I've had a post about the Tinkerfest solo dungeon in EverQuest II mentally queued up for days but other things keep bumping it down the line. This morning I have at least three new ideas - things I've done, things I've read or seen that I'd like to bounce off ...

I'll get to them all, eventually. Probably. Maybe. In the meantime, I thought I'd share this article from PC Gamer that I originally saw linked in a news item at NME. Both pieces have the video nicely queued up at the relevant part but I'll embed it here for convenience anyway.

I particularly love the way Winona Ryder not only doesn't know what World of Warcraft is but obviously doesn't even recognize the name. That either puts our hobby into perspective or tells you a lot about Winona. Or both. It's probably both.

I just finished watching Season Four of Stranger Things. It's really excellent. The show has a hyper-reality about it now, or maybe that should be a meta-reality, that makes it very different from the show it was when it began. It's something that happens to many, maybe all, long-running, non-realist shows but it's better managed in this one than in most. Very much looking forward to the Season finale in July and even happier there's another season and several spin-off shows coming along behind.

Just to round this short clip-post out, here's another video I watched for the first time this morning. It's not new and I came across it in a somewhat roundabout way, in a throwaway link in a review of the new μ-Ziq album on Pitchfork.
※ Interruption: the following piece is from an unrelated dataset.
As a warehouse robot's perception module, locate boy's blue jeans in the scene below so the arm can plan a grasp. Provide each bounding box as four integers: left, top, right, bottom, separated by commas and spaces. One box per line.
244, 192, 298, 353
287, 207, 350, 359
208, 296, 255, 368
I don't have any great interest in μ-Ziq although I believe there's at least one CD by him (It's one guy, real name Mike Paradinas, as I learned only today.) somewhere in the house. It'll be Mrs Bhagpuss's, though.

The only reason I clicked through the link was because of the title of the album: Magic Pony Ride. I have a long-standing theory, borne out by much testing, that any band, artist, song, track or album that incorporates the word "pony" is likely to be worth a listen. 

Whether it applies in this case I still don't know because I haven't listened to any of it. Let's do that now... yep, sounds pretty much exactly as I expected. It is, as the Pitchfork review so pithily put it, "dad rock for lapsed ravers".

Which is all very well but I wouldn't have bothered mentioning it if it hadn't been for the link to the webzine's own animated definition of the term "Dad Rock." I felt it was worth featuring here, if only as a warning. This is what complacency can look like, but also comfort. Telling those two apart is a vital life skill.

I'm not even sure if "Dad Rock" gets the job done as a descriptor any more, anyway. Some of the acts in the video would have been at their peak when today's dads were in short pants, if they'd even been born at all. Springsteen, McCartney, Knopfler? They're Grandad Rock by now, aren't they? Is that a thing yet? If not, it needs to be.

And what about Mom Rock? I can't say I've ever heard anyone mention it. The Urban Dictionary claims it's a thing but they claim a lot of things are things, even though no-one else seems to know about them. Do moms get a pass on growing out of being cool or, more likely, do the cultural gatekeepers, whoever they are, just assume moms never were cool to begin with?

Bowling For Soup painted around the lines of the meme with the seminal 1985, a song I dearly love. I respect its musical and lyrical merits, as well as the pitch-perfect video, but mostly I revere it for the way it became weirdly instrumental in shaking me out of my own musical lethargy. 

When I happened across it on Mitch Benn's radio show, I went on to YouTube to see the video he talked about and that, in part, was what jump-started my deep dive into the lost-to-me music of the past and re-instilled my desire to seek out the music of the future.

Kinda ironic, given the lyric, although possibly not as ironic as the other great rekindler of my musical energies, Lana del Rey's Video Games, given it was my then decade-long obsession with mmorpgs that estranged me from music in the first place. Hey, David Harbour! You got off lightly!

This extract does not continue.